Conversaciones en el coche rojo.
I

Mi café está tibio, el tuyo ardiente. Mis labios fríos tocaron el capuchino para desprender el resto de calor que quedaba. A veces puedo ser un iceberg.

II

Pensar hace daño, eso decías; y el café a final de cuentas no terminó de enfriarse. Vivir no duele tanto como pensar. Estar así, tantas horas contigo mismo te hace ir a la memoria que se retuerce desde los cimientos hasta lo alto de su columna y hace un ruido extraño como el de los edificios de concreto que se mueven con el viento polar. No dejas de sufrir mientras la cabeza da vueltas  y vueltas a los asuntos que en realidad no tienen respuesta y que te perseguirán por el resto de la vida: pequeños monstruos que te esperan al cruzar la acera, al doblar la esquina o mientras se apaga el día, cuando cierra la puerta para tragarte.

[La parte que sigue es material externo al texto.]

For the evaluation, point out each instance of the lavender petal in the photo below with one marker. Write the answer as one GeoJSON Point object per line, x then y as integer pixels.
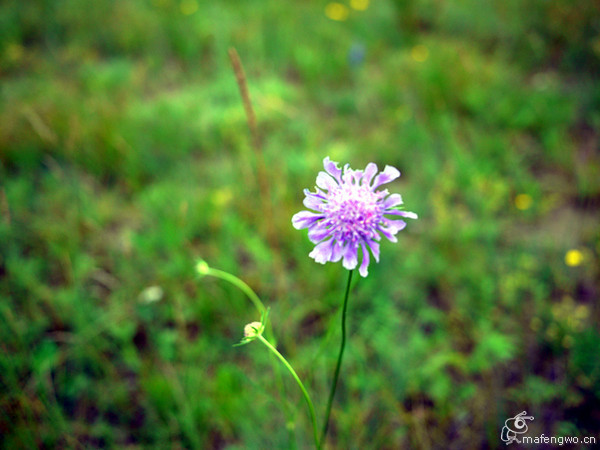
{"type": "Point", "coordinates": [322, 252]}
{"type": "Point", "coordinates": [389, 174]}
{"type": "Point", "coordinates": [350, 257]}
{"type": "Point", "coordinates": [364, 267]}
{"type": "Point", "coordinates": [324, 181]}
{"type": "Point", "coordinates": [392, 200]}
{"type": "Point", "coordinates": [305, 219]}
{"type": "Point", "coordinates": [332, 168]}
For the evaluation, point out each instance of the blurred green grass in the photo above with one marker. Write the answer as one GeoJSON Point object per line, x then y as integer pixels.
{"type": "Point", "coordinates": [125, 155]}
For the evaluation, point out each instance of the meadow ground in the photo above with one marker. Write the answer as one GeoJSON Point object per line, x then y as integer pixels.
{"type": "Point", "coordinates": [125, 156]}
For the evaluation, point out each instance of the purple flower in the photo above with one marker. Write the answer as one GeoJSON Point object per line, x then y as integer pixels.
{"type": "Point", "coordinates": [350, 214]}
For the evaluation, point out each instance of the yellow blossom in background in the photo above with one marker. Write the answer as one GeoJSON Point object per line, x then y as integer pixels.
{"type": "Point", "coordinates": [523, 201]}
{"type": "Point", "coordinates": [573, 258]}
{"type": "Point", "coordinates": [337, 11]}
{"type": "Point", "coordinates": [419, 53]}
{"type": "Point", "coordinates": [359, 5]}
{"type": "Point", "coordinates": [188, 7]}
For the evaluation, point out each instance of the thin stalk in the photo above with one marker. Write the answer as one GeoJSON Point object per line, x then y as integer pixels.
{"type": "Point", "coordinates": [311, 408]}
{"type": "Point", "coordinates": [240, 285]}
{"type": "Point", "coordinates": [339, 362]}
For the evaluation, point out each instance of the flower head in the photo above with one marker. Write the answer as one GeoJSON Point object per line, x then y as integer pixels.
{"type": "Point", "coordinates": [252, 329]}
{"type": "Point", "coordinates": [350, 214]}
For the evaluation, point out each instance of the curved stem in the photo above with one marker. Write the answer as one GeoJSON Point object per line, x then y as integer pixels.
{"type": "Point", "coordinates": [311, 408]}
{"type": "Point", "coordinates": [339, 362]}
{"type": "Point", "coordinates": [240, 285]}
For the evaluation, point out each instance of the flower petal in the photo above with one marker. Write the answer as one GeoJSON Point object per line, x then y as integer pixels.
{"type": "Point", "coordinates": [324, 181]}
{"type": "Point", "coordinates": [392, 200]}
{"type": "Point", "coordinates": [387, 233]}
{"type": "Point", "coordinates": [332, 168]}
{"type": "Point", "coordinates": [369, 173]}
{"type": "Point", "coordinates": [305, 219]}
{"type": "Point", "coordinates": [350, 257]}
{"type": "Point", "coordinates": [318, 232]}
{"type": "Point", "coordinates": [338, 251]}
{"type": "Point", "coordinates": [395, 225]}
{"type": "Point", "coordinates": [397, 212]}
{"type": "Point", "coordinates": [389, 174]}
{"type": "Point", "coordinates": [374, 246]}
{"type": "Point", "coordinates": [364, 267]}
{"type": "Point", "coordinates": [322, 252]}
{"type": "Point", "coordinates": [313, 201]}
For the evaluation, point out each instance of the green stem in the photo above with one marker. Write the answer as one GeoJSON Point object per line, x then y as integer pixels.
{"type": "Point", "coordinates": [311, 408]}
{"type": "Point", "coordinates": [339, 362]}
{"type": "Point", "coordinates": [239, 284]}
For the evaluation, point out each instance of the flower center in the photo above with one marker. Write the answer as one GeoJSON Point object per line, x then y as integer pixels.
{"type": "Point", "coordinates": [353, 211]}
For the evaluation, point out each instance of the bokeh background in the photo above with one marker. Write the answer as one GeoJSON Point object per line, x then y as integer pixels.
{"type": "Point", "coordinates": [125, 156]}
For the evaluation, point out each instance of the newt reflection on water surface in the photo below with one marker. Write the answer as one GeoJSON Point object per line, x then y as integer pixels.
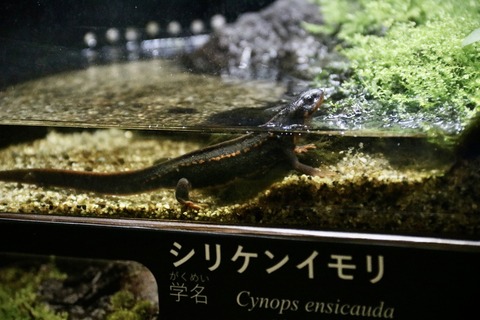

Yo sé que recordarme te corta, te parte en dos: el que debes ser y el que quieres ser. Yo te hago feliz, te llevo a soñar, a ser libre y  desatar las posibilidades infinitas para ponerlas en tu mano sin miedo, igual que una rosa recién cortada todavía viviente, respirando.
Pero debes reconocer que yo en tu mundo soy salvaje y que estoy siempre del otro lado de la pared, en las líneas del camino que nadie pisa, en el aroma perdido del pan de la mañana o en las nubes que de noche sueñan con la lluvia.
III

Tal vez no debas escucharme y terminar tu café solo, pensar que fui una postal de un sitio  lejano que de pronto se coló por la ventanilla del coche y se estrelló en tu rostro, cuando parecías haberlo visto todo; excepto el mar que vino a buscarte para mojar tu cuello y dejarte un grano de sal en la lengua y abandonar sus historias  en la raíz de tu mente. Yo también puedo contagiar el miedo, el frío y las palabras.